Little by little our democracy is being eroded less and less review of executive decisions that affect our freedoms. Once legislation is enacted it is rarely removed from the statute books. Likewise once freedoms are removed they are rarely restored. The rise of Nazi Germany is a case in point.

D. O'Connor | 29 October 2014  

Thank you Kerry for a very clear and informative article. The authoritarian tendencies in this government are quite frightening, and not just for the poor boat-people currently at the sharp end of injustice. D. O`Connor`s comment about Nazi Germany is not too fanciful; having just read Richard Evan`s volume on the Nazi`s in power in the thirties, this is exactly how they initially gained a strangle-hold in feverishly blowing up a real issue into a "national emergency crisis" and then developing aggressive non-judicial arbitrary ministerial power to "deal" with it. And of course stopping the press from operating by catch-all clauses about the national interest with draconian penalties. Who and what will be next for Team-Australia?

Eugene | 29 October 2014  

Thanks Kerry Murphy for this thorough and persuasive fact-based analysis which speaks for itself. The ministerial discretion in the Westminster system was intended to allow a more generous response to situations where the judicial and administrative process had produced clearly unfair or perversely cruel outcomes - not the other way round, where a minister uses his discretion to act with cruelty in cases where he has judged a more humanitarian judicial outcome to be politically embarrassing or personally unacceptable. Morrison in this sad case as in others has shown he lacks the essential attributes of a Minister: respect for the Law and the Westminster conventions, and humanity where needed. This person has been promoted beyond his capacity, the Peter Principle is on display here. Morrison makes even Phillip Ruddock look good in retrospect.
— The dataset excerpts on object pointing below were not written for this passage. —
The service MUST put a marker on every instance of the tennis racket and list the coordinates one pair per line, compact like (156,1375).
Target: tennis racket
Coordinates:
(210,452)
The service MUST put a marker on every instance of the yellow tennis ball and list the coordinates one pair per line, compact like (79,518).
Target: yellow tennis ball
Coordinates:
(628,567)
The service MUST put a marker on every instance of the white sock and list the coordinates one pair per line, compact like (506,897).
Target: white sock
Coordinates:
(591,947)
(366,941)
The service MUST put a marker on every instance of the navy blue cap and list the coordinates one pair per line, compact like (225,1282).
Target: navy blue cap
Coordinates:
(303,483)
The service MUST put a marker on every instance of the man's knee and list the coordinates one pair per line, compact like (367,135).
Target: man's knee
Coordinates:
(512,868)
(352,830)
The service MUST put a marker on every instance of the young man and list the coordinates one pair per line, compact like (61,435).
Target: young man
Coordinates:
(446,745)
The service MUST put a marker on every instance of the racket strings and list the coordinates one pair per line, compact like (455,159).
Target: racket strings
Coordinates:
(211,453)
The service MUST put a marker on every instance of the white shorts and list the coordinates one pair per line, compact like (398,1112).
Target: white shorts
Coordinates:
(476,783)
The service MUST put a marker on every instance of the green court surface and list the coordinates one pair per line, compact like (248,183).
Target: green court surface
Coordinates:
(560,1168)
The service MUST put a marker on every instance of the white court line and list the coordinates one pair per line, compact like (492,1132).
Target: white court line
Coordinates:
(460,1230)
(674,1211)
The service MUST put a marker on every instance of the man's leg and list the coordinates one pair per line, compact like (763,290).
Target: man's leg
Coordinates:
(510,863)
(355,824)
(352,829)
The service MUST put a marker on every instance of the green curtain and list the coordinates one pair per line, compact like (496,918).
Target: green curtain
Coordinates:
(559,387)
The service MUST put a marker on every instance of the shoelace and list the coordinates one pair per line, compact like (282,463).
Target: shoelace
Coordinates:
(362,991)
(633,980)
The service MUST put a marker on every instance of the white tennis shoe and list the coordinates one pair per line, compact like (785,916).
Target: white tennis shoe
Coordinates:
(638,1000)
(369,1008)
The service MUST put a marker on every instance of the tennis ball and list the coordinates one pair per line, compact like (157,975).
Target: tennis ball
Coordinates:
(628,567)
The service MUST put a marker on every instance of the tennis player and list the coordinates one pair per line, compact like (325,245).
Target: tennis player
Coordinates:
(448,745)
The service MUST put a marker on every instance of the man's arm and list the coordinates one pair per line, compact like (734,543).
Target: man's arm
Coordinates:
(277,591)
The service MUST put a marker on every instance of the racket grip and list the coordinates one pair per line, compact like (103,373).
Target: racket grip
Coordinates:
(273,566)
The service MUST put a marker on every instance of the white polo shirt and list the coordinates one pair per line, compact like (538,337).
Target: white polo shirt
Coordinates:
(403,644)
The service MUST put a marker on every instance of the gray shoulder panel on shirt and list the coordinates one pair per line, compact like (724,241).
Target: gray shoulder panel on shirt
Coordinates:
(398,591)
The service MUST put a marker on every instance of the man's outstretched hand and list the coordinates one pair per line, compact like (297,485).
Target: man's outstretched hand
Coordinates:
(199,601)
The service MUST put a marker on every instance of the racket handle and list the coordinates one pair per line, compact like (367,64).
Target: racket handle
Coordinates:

Time for Morrison to look for another career - and time for his public service executives to start reining him In meanwhile. He is not a good long term career bet.

Tony Kevin | 29 October 2014  

Disturbing to read Kerry. I suspect that there is a culture within the Department that sees the law as an irritant and adversary and that our Minister has been overtaken by that culture.

steve sinn | 29 October 2014  

The harm we as a nation are perpetrating on so many genuine refugees reflects badly on the world's image of our country.

Betty Fox | 30 October 2014  

Mr Morrison poses a greater danger to our democracy than any number of refugees no matter how they arrive.

Cath Wallace | 31 October 2014  

I find both our Immigration Minister and his policies disturbing to say the least. Many ordinary people like myself write letters to politicians, demonstrate in public, etc. However, very few politicians themselves appear to stand up to the obvious cruelty & inhumanity of offshore, remote & suburban detention centres. How does Morrison get away with the cruelty he inflicts? Surely there is enough publicity now on this institutionalised, government sanctioned cruelty. Is this what ordinary Germans experienced during WW2?